Etiyopya'nın Afar kırsallarında hayat ölülerin arasında sürüyor.
Afar kırsalcıları onlara uyanırlar, onlarla yürürler geçmişe. Onların yanı başında oynar, tartışır ve kamp kurarlar. Onların arasında gezinirler. Bölgede büyük çoğunluğu eski on binlerce tozlu mezar taşı alanı doldurmakta. Görüntü güzel olduğu kadar dokunaklı. Afar’da ölen birinin ardından son nefesini verdiği yere büyük bir taş yerleştirmenin yanı sıra bu alandaki sayısız anıt mezara bir yenisini eklemek de geleneğin bir parçası. Uçsuz bucaksız bu çölün ortasında başka bir yol yok belki de. Ölü bazen bir duvarın, parmaklığın, bazense bir çitin ya da rüzgar tutucunun arkasında olabilir ama hiçbir zaman saklı olmaz.
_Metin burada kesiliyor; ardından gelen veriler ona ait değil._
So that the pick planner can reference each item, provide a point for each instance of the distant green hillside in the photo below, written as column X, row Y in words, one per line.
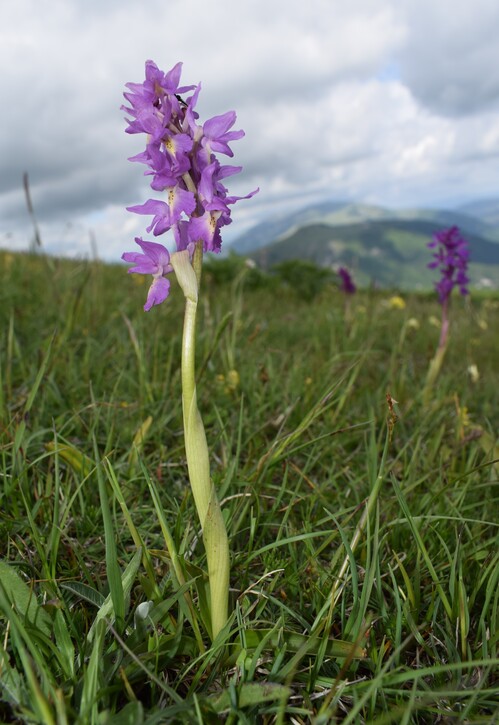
column 387, row 252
Afar’da yaşayanlar ise günlerini kendi mezarlıklarının arasında dolaşarak geçiriyorlar.
Fotoğraflar: Paul Salopek
Afar’da mezarlar titiz bir şekilde sınıflandırılmış. Aynı köyde yaşayan kabilelerin “qabri” olarak adlandırılan dizili taşları çorak bir ova da ya da tepenin yamacında bir araya toplanmış. 1 ya da 2 metre yüksekliğe kadar ulaşan daha büyük kaideler ise komşu kırsallar ile yapılan sonsuz savaşlar sırasında düşen erkekler anısına yapılmış. “wadlis” ya da “das” olarak adlandırılan bu anıt mezarların oldukça tartışmalı olmasının nedeni ise, Avrupalı kaşiflerin kısa bir süre öncesine kadar Afar’da yaşayanlar için hakaret sayılabilecek bir şekilde bu taş sıralarının bir savaşçının kaç kişiyi öldürdüğünü göstermek amacıyla yapıldığını sanmalarıydı.
Tıpkı bölgede yaşayanlar gibi ölü kemiklerinin saklandığı bu yerde yürüdüğünüzde, başlarda garip hissetseniz de çok geçmeden bu durum oldukça doğal bir hal alıyor. Dünya üzerinde var olmuş insanların %93’ünün yani yaklaşık 100 milyon kişinin artık yaşamadığını düşünürsek, bu kadar insanın bir yerlerde yatıyor olduğu gerçeğini göz ardı edemeyiz. Bir kısmı Rift Valley’de ayaklar altına dağılmış bir şekilde uzanıyor ve siz onların yolunu izliyorsunuz.